Alternative way is to do it via the management console:

message-broker

Example of RabbitMQ usage in real application

Let's say we want to create Taxi App like this:

message-broker

The following steps on the above diagram:

  1. A customer uses CC's mobile application to book a taxi. A request is now sent from the mobile application to the Application Service. This request includes information about the trip that the customer wants to book.
  2. The Application Service stores the request in a database.
  3. The Application Service adds a message with information about the trip to a queue in RabbitMQ.
  4. Connected taxi cars subscribe to the message (the booking request).
  5. A taxi responds to the customer by sending a message back to RabbitMQ.
  6. The Application Service subscribes to the messages.
  7. Again, the Application Service stores the information in a database.
  8. The Application Service forwards the information to the customer.
  9. The taxi app starts to automatically send the taxi's geographical location at a given interval to RabbitMQ.
  10. The location of the taxi is then passed straight to the customer's mobile application, via WebSockets, so that they know when the taxi arrives.
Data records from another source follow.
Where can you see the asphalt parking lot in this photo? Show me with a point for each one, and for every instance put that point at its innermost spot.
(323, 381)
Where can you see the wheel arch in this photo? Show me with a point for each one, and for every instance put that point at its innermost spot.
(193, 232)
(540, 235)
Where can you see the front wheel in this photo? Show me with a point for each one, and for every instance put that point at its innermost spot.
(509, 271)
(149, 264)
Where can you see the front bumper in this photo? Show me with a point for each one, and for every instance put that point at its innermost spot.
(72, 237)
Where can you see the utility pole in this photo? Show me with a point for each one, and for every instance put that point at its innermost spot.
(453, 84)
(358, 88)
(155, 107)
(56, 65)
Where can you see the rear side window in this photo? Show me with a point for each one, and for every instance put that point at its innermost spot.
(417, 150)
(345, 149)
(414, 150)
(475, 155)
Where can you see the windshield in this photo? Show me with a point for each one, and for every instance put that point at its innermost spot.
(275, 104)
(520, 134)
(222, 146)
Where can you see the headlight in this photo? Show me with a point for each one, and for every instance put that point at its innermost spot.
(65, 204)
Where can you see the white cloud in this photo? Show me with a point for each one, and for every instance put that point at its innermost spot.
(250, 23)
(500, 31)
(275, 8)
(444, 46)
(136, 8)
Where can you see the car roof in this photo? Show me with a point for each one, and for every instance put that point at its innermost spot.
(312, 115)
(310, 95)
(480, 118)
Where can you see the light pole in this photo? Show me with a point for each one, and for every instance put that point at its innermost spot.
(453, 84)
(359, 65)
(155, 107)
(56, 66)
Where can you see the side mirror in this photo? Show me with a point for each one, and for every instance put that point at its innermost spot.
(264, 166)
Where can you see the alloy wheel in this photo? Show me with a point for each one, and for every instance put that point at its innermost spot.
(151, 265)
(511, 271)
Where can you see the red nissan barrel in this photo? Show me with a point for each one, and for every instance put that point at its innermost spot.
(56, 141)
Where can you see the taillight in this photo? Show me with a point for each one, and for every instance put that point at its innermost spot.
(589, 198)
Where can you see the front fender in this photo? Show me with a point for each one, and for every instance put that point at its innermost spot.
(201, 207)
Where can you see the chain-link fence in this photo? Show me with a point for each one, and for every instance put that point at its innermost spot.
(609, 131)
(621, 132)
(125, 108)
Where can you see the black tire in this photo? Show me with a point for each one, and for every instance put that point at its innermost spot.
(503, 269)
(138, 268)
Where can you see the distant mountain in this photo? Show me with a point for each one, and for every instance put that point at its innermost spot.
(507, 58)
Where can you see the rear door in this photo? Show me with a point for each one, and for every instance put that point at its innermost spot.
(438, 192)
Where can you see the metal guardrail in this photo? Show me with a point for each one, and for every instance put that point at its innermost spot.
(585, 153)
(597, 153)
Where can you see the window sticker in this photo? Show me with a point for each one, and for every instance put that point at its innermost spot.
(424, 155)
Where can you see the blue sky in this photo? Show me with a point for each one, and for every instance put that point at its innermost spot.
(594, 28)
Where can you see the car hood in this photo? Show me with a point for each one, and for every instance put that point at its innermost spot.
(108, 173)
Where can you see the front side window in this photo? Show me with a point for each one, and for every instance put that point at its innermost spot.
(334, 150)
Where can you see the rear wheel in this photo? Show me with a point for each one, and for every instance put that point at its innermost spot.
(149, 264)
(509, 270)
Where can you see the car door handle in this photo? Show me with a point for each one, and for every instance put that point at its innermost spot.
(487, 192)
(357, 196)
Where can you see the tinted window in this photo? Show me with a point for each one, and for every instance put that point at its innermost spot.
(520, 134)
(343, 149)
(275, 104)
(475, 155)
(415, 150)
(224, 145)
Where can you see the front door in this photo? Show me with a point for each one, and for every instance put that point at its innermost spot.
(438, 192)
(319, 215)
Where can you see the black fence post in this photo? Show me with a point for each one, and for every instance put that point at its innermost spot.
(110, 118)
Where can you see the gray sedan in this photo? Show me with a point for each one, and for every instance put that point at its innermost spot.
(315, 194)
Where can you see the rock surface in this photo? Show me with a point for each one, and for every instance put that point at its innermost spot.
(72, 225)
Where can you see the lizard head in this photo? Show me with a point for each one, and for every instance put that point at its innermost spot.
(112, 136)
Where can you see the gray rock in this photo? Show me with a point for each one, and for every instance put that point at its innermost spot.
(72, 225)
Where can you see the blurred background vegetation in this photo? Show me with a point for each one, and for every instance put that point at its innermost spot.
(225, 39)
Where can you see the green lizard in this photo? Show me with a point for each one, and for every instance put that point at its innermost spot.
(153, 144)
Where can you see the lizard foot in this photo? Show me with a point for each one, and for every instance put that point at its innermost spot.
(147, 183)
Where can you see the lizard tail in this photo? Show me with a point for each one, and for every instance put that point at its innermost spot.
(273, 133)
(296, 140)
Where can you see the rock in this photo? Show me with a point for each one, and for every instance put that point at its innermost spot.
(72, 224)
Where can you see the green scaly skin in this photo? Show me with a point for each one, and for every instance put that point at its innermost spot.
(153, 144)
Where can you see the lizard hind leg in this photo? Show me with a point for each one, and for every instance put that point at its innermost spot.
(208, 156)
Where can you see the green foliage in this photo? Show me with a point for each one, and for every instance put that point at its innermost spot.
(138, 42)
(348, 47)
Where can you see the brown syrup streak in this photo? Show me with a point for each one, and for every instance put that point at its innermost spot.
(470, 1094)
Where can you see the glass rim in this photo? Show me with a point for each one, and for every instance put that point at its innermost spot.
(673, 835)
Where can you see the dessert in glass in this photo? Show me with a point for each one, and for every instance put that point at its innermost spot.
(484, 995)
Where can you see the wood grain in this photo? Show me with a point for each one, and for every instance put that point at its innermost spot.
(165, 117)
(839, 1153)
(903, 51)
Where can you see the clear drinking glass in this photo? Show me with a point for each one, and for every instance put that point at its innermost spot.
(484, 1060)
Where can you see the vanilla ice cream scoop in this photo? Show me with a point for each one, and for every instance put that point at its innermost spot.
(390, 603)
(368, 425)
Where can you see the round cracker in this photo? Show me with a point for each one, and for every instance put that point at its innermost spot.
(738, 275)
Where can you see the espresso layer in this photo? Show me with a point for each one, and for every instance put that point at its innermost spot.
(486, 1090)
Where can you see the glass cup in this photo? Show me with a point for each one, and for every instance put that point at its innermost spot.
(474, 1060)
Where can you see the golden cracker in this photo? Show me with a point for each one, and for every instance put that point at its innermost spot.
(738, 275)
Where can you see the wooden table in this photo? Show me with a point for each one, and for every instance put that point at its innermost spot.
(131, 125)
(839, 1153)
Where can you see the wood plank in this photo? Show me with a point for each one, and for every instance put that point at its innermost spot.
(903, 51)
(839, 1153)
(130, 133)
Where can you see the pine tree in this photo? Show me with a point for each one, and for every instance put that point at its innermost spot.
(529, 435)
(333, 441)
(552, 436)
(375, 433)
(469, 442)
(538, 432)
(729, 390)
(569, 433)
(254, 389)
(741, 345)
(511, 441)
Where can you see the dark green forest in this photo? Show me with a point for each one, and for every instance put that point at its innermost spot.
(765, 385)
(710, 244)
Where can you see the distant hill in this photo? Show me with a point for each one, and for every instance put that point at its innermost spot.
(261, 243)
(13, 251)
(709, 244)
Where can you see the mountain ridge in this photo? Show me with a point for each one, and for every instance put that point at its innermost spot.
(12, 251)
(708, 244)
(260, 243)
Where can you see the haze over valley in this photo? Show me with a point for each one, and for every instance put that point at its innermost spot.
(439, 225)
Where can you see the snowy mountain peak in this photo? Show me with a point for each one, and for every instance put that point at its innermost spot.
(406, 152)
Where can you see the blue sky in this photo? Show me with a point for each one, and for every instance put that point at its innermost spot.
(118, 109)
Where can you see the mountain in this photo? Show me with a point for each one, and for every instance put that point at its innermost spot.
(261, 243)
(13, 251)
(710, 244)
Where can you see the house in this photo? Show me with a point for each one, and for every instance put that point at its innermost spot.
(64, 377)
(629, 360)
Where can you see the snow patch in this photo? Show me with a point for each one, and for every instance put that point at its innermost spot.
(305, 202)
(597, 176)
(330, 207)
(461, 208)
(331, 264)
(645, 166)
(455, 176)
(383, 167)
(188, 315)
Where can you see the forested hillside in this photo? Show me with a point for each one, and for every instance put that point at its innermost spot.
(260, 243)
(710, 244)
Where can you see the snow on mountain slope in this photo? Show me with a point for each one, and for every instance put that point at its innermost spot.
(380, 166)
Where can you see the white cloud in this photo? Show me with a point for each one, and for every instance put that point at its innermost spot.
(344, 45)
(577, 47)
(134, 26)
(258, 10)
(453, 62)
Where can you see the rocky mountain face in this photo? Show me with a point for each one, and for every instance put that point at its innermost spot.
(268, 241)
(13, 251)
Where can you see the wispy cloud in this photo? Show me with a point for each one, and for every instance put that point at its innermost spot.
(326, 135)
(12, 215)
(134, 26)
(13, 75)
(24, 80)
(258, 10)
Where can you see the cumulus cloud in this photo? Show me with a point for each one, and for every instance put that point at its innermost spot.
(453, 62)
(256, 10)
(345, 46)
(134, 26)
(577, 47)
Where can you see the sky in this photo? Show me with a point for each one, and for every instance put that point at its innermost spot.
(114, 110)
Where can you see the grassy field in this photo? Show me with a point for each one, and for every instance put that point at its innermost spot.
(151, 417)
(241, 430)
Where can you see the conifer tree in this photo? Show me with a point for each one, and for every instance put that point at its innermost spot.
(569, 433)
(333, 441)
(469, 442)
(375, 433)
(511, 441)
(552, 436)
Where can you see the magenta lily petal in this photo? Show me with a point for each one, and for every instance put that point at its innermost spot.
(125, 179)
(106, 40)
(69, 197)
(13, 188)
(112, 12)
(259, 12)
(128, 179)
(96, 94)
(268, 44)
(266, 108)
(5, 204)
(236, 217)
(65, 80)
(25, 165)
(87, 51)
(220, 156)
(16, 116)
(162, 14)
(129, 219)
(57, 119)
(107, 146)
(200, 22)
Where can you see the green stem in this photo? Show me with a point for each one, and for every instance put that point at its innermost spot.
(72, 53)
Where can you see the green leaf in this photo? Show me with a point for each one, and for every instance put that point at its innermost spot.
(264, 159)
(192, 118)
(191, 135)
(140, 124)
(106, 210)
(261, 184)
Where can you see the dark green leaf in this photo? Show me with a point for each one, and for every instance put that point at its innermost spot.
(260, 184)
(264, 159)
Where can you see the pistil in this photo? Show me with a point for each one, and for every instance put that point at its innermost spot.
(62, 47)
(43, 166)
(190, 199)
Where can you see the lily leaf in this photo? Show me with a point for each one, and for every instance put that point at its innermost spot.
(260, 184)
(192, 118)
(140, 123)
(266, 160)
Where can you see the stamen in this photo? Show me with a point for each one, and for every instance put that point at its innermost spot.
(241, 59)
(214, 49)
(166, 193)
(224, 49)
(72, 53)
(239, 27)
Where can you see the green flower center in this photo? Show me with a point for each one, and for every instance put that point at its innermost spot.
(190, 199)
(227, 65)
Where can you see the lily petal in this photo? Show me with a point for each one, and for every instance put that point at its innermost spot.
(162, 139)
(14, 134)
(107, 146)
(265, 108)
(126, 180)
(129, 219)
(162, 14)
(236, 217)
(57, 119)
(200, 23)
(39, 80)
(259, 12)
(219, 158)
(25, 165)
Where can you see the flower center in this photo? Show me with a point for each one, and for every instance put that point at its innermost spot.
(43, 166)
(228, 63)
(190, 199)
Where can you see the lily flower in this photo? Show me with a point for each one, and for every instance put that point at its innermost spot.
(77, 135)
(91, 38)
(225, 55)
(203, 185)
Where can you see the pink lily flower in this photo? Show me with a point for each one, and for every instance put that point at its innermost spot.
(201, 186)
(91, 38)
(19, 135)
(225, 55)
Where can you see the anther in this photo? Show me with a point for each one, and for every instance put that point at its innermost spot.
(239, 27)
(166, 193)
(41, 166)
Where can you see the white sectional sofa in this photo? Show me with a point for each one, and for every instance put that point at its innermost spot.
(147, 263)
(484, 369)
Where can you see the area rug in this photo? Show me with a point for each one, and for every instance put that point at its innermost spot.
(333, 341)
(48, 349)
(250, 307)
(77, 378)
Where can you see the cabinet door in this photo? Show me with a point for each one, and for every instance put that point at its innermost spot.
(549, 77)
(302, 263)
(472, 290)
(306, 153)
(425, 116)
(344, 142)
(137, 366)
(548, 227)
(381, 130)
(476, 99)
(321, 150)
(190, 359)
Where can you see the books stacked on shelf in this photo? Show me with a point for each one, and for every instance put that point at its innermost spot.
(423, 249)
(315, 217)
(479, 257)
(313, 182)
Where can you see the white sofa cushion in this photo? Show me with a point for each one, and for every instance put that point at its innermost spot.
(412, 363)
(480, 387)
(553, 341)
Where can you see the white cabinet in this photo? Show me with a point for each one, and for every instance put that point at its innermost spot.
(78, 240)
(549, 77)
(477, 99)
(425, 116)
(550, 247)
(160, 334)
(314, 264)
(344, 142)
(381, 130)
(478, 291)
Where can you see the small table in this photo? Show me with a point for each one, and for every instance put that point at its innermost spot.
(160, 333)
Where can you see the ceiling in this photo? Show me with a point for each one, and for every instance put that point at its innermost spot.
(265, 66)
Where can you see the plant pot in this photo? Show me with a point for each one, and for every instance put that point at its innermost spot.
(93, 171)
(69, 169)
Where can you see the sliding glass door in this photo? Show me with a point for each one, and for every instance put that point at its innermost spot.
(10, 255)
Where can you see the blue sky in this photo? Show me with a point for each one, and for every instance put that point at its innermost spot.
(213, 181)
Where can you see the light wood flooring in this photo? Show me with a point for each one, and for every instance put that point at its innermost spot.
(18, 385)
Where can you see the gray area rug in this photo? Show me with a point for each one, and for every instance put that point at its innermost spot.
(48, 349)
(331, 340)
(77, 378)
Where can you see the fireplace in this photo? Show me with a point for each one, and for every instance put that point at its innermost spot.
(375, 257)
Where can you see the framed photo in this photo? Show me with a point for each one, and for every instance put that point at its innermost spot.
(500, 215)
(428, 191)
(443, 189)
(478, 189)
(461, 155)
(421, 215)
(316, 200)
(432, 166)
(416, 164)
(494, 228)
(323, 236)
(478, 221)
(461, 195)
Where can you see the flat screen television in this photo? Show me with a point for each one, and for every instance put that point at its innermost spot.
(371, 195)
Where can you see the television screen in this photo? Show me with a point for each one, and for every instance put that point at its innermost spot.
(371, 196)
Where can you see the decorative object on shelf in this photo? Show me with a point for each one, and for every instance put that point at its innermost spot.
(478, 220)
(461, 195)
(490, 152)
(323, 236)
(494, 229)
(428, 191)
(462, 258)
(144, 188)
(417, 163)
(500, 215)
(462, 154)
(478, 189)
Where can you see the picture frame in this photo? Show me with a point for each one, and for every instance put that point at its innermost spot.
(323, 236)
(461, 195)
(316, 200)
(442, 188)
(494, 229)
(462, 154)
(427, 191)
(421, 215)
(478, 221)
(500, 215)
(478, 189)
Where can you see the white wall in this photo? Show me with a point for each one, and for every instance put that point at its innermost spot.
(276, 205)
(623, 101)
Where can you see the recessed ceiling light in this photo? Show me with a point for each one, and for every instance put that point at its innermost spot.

Direct Exchange routing pattern

message-broker

Topic routing pattern

Note

A routing pattern consists of several words separated by dots. A best practice to follow is to structure routing keys from the most general element to the most specific one, such as news.economy.usa or europe.sweden.stockholm. The topic exchange supports strict routing key matching and will also perform wildcard matching using * and # as placeholders for exactly one word and zero or more words, respectively.

message-broker

Important points about consumers and queues in RabbitMQ:

  • A queue can have multiple consumers (unless the exclusive tag is used).
  • Each channel can have multiple consumers.
  • Each consumer uses server resources, so it is best to make sure not to use too many consumers.
  • Channels are full-duplex, meaning that one channel can be used to both publish and consume messages.

Note

There is no logical limit to the number of channels or consumers a RabbitMQ broker can handle. There are, however, limiting factors, such as available memory, broker CPU power, and network bandwidth. As each channel mobilizes memory and consumes CPU power, limiting the number of channels or consumers may be a consideration in some environments. The administrator can configure a maximum number of channels per connection by using the channel_max parameter.